For n = p^a * q^b , the totem Ο(n) = (p-1)*p^(a-1) * (q-1)*q^(b-1) . Without loss of generality, p < q .
So gcd(n,Ο(n)) = p^(a-1) * q^(b-1) if p does not divide q-1 and gcd(n,Ο(n)) = p^a * q^(b-1) if p divides q-1 .
In the first case, we have n/gcd(n,Ο(n)) = p*q and Ο(n)/gcd(n,Ο(n)) = (p-1)*(q-1) = p*q + 1 - (p+q) , so you have x = p*q = n/gcd(n,Ο(n)) and y = p+q = n/gcd(n,Ο(n)) + 1 - Ο(n)/gcd(n,Ο(n)) . Then the search for p and q is simple: y^2 - 4*x = (qp)^2 , therefore q = (y + sqrt(y^2 - 4*x))/2 and p = yq . Then finding the exponents a and b trivial.
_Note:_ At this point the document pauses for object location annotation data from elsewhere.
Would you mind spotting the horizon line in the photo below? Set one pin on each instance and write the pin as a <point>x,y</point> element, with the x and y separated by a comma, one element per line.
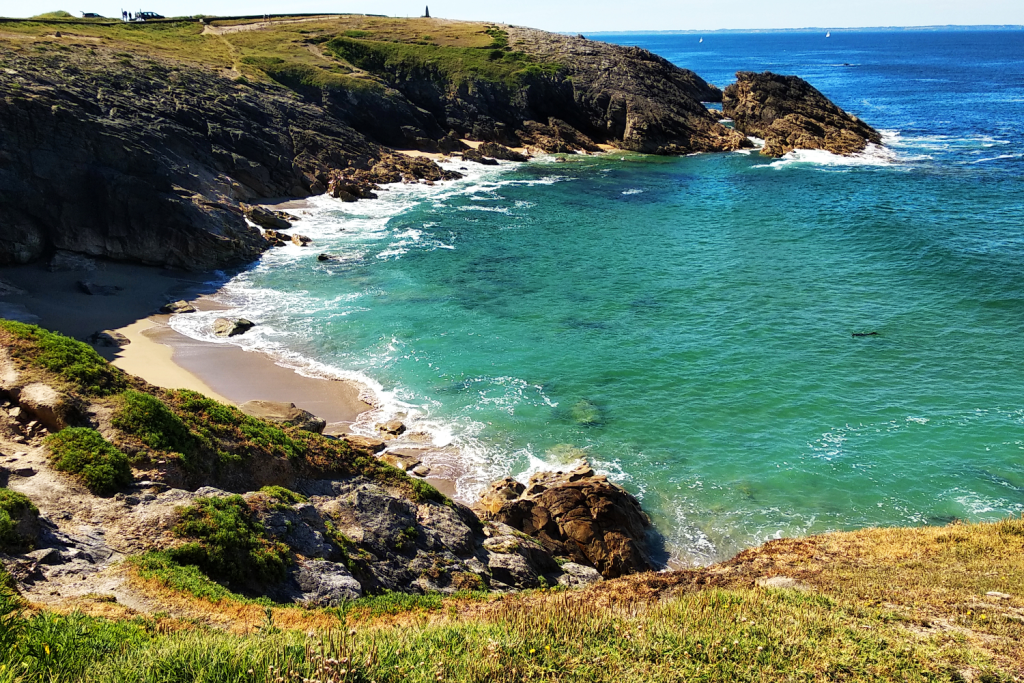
<point>930,27</point>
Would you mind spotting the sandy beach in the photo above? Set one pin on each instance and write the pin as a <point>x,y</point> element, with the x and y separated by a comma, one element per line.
<point>157,353</point>
<point>56,300</point>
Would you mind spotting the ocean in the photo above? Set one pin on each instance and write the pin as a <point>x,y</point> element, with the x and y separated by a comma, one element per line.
<point>686,324</point>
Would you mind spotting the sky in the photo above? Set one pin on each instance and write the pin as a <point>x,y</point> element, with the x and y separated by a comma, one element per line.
<point>590,15</point>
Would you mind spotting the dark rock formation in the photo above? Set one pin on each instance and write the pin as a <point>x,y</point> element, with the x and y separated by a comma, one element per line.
<point>790,114</point>
<point>578,515</point>
<point>284,414</point>
<point>180,306</point>
<point>266,218</point>
<point>223,327</point>
<point>109,338</point>
<point>496,151</point>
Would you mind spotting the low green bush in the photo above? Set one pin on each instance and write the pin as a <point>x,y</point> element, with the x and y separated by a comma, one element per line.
<point>74,361</point>
<point>227,543</point>
<point>148,419</point>
<point>160,565</point>
<point>83,452</point>
<point>12,506</point>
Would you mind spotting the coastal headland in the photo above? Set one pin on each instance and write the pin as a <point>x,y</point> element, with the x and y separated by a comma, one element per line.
<point>151,515</point>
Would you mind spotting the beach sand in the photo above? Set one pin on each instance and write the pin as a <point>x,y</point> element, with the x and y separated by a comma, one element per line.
<point>156,352</point>
<point>162,356</point>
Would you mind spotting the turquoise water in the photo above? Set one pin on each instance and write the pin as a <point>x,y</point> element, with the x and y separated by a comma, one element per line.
<point>687,323</point>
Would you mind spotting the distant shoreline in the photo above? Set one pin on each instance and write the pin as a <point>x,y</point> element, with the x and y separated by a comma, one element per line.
<point>892,29</point>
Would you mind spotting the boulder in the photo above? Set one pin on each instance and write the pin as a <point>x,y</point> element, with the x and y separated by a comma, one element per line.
<point>498,494</point>
<point>477,157</point>
<point>790,114</point>
<point>402,462</point>
<point>574,574</point>
<point>180,306</point>
<point>46,404</point>
<point>391,428</point>
<point>64,260</point>
<point>284,414</point>
<point>576,514</point>
<point>500,152</point>
<point>266,218</point>
<point>109,338</point>
<point>365,442</point>
<point>327,584</point>
<point>223,327</point>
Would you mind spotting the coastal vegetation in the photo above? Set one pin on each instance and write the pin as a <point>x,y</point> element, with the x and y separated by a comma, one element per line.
<point>847,617</point>
<point>84,452</point>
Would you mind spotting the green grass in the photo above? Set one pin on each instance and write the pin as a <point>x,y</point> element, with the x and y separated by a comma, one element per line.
<point>12,506</point>
<point>83,452</point>
<point>73,361</point>
<point>713,636</point>
<point>227,543</point>
<point>454,65</point>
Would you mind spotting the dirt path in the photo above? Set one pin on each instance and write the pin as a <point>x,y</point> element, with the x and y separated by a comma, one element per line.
<point>210,30</point>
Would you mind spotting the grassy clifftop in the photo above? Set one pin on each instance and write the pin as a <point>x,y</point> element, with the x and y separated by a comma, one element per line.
<point>923,604</point>
<point>292,49</point>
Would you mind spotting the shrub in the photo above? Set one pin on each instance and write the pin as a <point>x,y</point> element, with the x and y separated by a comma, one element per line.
<point>189,579</point>
<point>284,495</point>
<point>72,360</point>
<point>147,418</point>
<point>227,543</point>
<point>12,506</point>
<point>84,452</point>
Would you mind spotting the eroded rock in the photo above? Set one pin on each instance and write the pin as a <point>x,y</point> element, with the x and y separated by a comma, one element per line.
<point>576,514</point>
<point>180,306</point>
<point>284,414</point>
<point>223,327</point>
<point>790,114</point>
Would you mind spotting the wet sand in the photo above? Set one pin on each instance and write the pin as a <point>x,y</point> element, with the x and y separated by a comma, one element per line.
<point>166,358</point>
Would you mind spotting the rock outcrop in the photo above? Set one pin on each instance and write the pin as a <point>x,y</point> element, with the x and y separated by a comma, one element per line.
<point>790,114</point>
<point>574,514</point>
<point>225,327</point>
<point>284,414</point>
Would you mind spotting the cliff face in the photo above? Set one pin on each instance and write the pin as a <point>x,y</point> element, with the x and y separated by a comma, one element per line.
<point>147,164</point>
<point>141,150</point>
<point>790,114</point>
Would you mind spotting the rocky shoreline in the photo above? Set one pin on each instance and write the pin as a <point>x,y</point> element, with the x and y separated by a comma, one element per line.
<point>122,152</point>
<point>346,522</point>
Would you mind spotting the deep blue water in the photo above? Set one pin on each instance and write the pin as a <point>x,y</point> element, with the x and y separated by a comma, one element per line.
<point>686,323</point>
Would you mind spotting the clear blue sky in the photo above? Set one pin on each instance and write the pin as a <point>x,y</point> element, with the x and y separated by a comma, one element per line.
<point>593,14</point>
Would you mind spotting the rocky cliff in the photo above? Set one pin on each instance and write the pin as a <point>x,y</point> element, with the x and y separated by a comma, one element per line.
<point>117,469</point>
<point>138,142</point>
<point>790,114</point>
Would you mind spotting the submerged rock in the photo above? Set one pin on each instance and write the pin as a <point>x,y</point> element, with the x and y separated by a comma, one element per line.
<point>284,414</point>
<point>790,114</point>
<point>223,327</point>
<point>180,306</point>
<point>577,514</point>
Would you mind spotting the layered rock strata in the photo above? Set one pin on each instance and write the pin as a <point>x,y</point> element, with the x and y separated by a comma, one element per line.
<point>790,114</point>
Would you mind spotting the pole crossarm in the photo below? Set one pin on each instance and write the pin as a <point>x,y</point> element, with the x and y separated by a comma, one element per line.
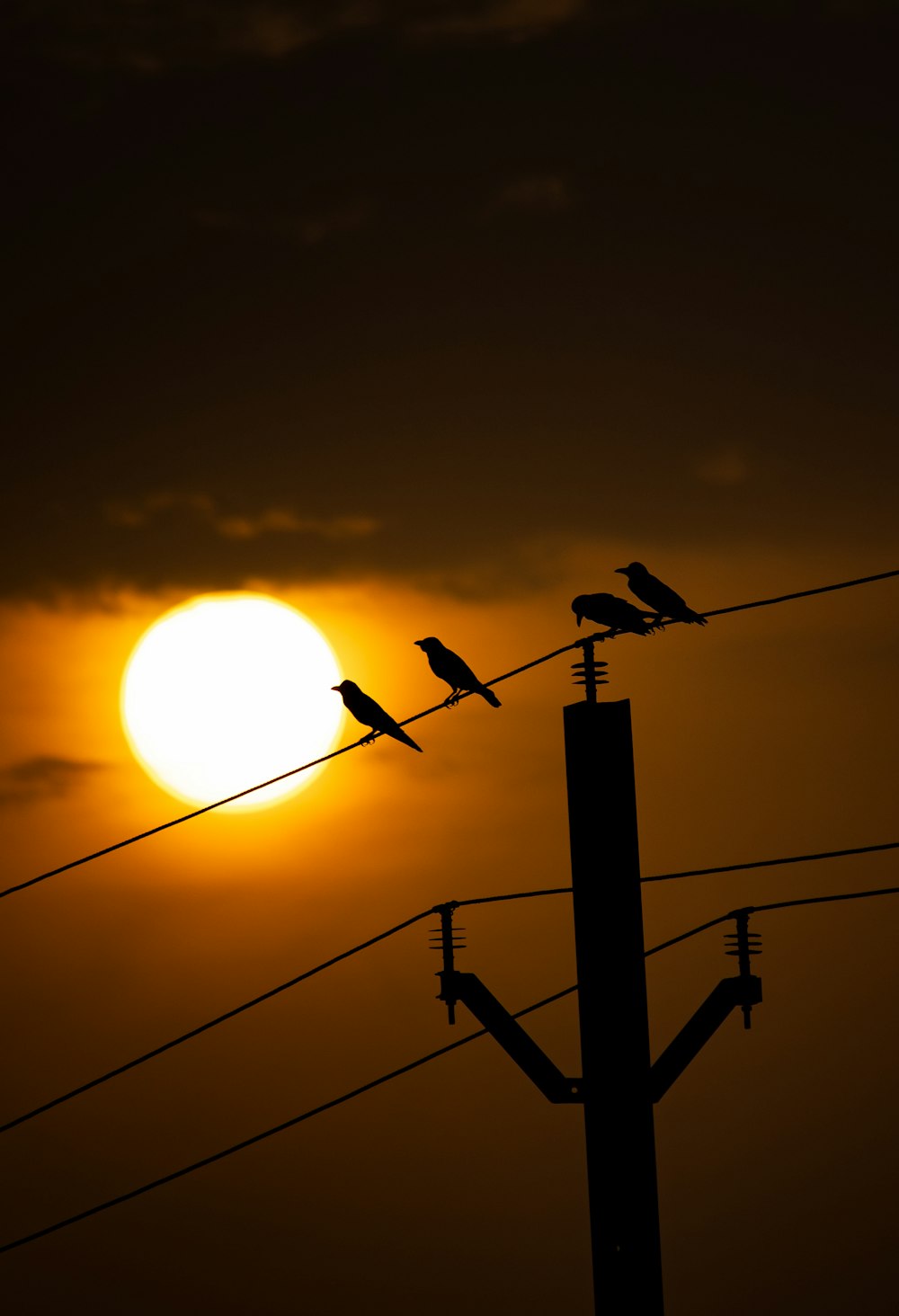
<point>510,1035</point>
In the second case, n/gcd(n,Ο(n)) = q . Then you can easily find the exponent b divisible by q until the division leaves a remainder, and thus get p^a . Dividing Ο(n) by (q-1)*q^(b-1) gives you z = (p-1)*p^(a-1) . Then p^a - z = p^(a-1) and p = p^a/(p^az) . The search for exponent a is trivial again.
So it remains to decide in which case you have. You have case 2 if and only if n/gcd(n,Ο(n)) is simple.
To do this, you need a decent test for compliance. Or you can first assume that you have case 1, and if that does not work, conclude that you have case 2.